Merge all engineered features into a single feature matrix ready for model training.

In [None]:
# Combine all engineered features
print("Combining feature sets...")
print("-"*60)

# Start with loan features
features_df = loan_features.copy()
print(f"1. Loan features: {loan_features.shape[1]} columns")

# Add market features (exclude any duplicate columns)
market_cols_to_add = [c for c in market_features.columns if c not in features_df.columns]
features_df = pd.concat([features_df, market_features[market_cols_to_add]], axis=1)
print(f"2. Added market features: {len(market_cols_to_add)} new columns")

# Add liquidity features (only the derived features, not the original columns)
liquidity_cols_to_add = [c for c in liquidity_feature_names if c in liquidity_features.columns and c not in features_df.columns]
features_df = pd.concat([features_df, liquidity_features[liquidity_cols_to_add]], axis=1)
print(f"3. Added liquidity features: {len(liquidity_cols_to_add)} new columns")

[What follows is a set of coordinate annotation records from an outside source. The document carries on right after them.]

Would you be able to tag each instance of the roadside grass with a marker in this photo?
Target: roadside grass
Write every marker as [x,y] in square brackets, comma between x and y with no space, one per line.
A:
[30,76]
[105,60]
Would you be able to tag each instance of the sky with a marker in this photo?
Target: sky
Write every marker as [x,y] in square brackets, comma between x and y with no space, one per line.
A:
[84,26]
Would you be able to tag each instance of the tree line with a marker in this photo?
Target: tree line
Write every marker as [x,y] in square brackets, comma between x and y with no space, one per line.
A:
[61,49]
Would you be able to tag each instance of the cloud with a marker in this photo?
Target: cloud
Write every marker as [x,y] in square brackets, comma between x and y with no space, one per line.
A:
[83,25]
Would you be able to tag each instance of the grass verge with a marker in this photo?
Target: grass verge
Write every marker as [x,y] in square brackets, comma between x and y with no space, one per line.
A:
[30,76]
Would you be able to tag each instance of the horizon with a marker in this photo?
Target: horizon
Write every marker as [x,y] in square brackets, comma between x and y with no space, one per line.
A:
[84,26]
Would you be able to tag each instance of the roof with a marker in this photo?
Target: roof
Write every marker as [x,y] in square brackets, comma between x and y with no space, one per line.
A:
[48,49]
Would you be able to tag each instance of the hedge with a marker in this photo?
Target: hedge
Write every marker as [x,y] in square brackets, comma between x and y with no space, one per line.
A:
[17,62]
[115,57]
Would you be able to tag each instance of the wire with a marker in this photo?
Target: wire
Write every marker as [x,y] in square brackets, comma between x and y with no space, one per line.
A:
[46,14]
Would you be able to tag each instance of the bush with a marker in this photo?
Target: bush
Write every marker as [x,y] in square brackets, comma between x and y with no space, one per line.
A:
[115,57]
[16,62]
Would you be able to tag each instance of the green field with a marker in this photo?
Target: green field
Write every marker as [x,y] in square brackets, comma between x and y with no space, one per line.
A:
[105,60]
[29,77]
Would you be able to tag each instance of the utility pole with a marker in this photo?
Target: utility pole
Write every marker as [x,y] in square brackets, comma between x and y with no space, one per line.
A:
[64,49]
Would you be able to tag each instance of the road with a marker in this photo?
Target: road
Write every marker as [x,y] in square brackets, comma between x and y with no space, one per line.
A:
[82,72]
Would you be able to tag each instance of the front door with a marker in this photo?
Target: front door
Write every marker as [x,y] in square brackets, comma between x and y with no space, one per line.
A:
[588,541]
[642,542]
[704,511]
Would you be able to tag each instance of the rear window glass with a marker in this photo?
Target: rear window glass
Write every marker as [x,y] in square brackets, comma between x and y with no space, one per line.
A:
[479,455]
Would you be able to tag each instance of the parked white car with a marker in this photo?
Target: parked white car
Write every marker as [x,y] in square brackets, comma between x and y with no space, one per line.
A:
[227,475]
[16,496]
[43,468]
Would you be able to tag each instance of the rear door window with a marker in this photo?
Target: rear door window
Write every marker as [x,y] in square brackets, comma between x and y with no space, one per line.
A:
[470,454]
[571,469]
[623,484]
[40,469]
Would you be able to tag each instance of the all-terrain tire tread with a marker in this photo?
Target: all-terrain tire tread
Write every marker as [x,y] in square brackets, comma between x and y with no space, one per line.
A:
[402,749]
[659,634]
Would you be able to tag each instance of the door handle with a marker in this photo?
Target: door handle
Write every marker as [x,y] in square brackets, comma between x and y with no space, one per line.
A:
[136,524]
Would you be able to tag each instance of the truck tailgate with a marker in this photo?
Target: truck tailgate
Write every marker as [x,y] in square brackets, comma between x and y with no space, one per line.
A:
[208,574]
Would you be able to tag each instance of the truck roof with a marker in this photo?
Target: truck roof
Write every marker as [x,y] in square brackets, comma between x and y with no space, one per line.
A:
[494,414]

# Remove any duplicate columns that may have been created
features_df = features_df.loc[:, ~features_df.columns.duplicated()]

# Add target variable
features_df['liquidity_tier'] = df['liquidity_tier']

print("\n" + "="*60)
print(f"FINAL FEATURE MATRIX")
print("="*60)
print(f"Shape: {features_df.shape[0]:,} rows x {features_df.shape[1]} columns")
print(f"Memory usage: {features_df.memory_usage(deep=True).sum() / 1024:.1f} KB")

print("\nAll columns:")
for i, col in enumerate(features_df.columns, 1):
    print(f"  {i:2d}. {col}")

# Display sample
print("\n" + "-"*60)
print("SAMPLE DATA")
print("-"*60)
display(features_df.head())

## 7. Feature Summary Table

Complete list of all engineered features with their descriptions and categories.

In [None]:
# Create comprehensive feature summary table
feature_summary = []

# Loan features
loan_feature_info = {
    'loan_id': ('Identifier', 'Unique loan identifier'),
    'facility_size': ('Loan', 'Total facility amount in millions'),
    'facility_size_log': ('Loan', 'Natural log of facility size'),
    'facility_size_pctl': ('Loan', 'Percentile rank of facility size (0-100)'),
    'credit_rating_encoded': ('Loan', 'Ordinal encoding of credit rating (1=BB+, 8=CCC)'),
    'current_spread': ('Loan', 'Current spread over SOFR in basis points'),
    'spread_z_score': ('Loan', 'Z-score of spread within rating category'),
    'time_to_maturity': ('Loan', 'Years until maturity'),
    'maturity_bucket': ('Loan', 'Maturity bucket: Short/Medium/Long'),
    'near_maturity': ('Loan', 'Flag for loans maturing within 1 year'),
    'covenant_lite': ('Loan', 'Boolean: covenant-lite loan indicator'),
}

# Add rating one-hot features
for rating in ['BB+', 'BB', 'BB-', 'B+', 'B', 'B-', 'CCC+', 'CCC']:
    loan_feature_info[f'rating_{rating}'] = ('Loan', f'One-hot: credit rating is {rating}')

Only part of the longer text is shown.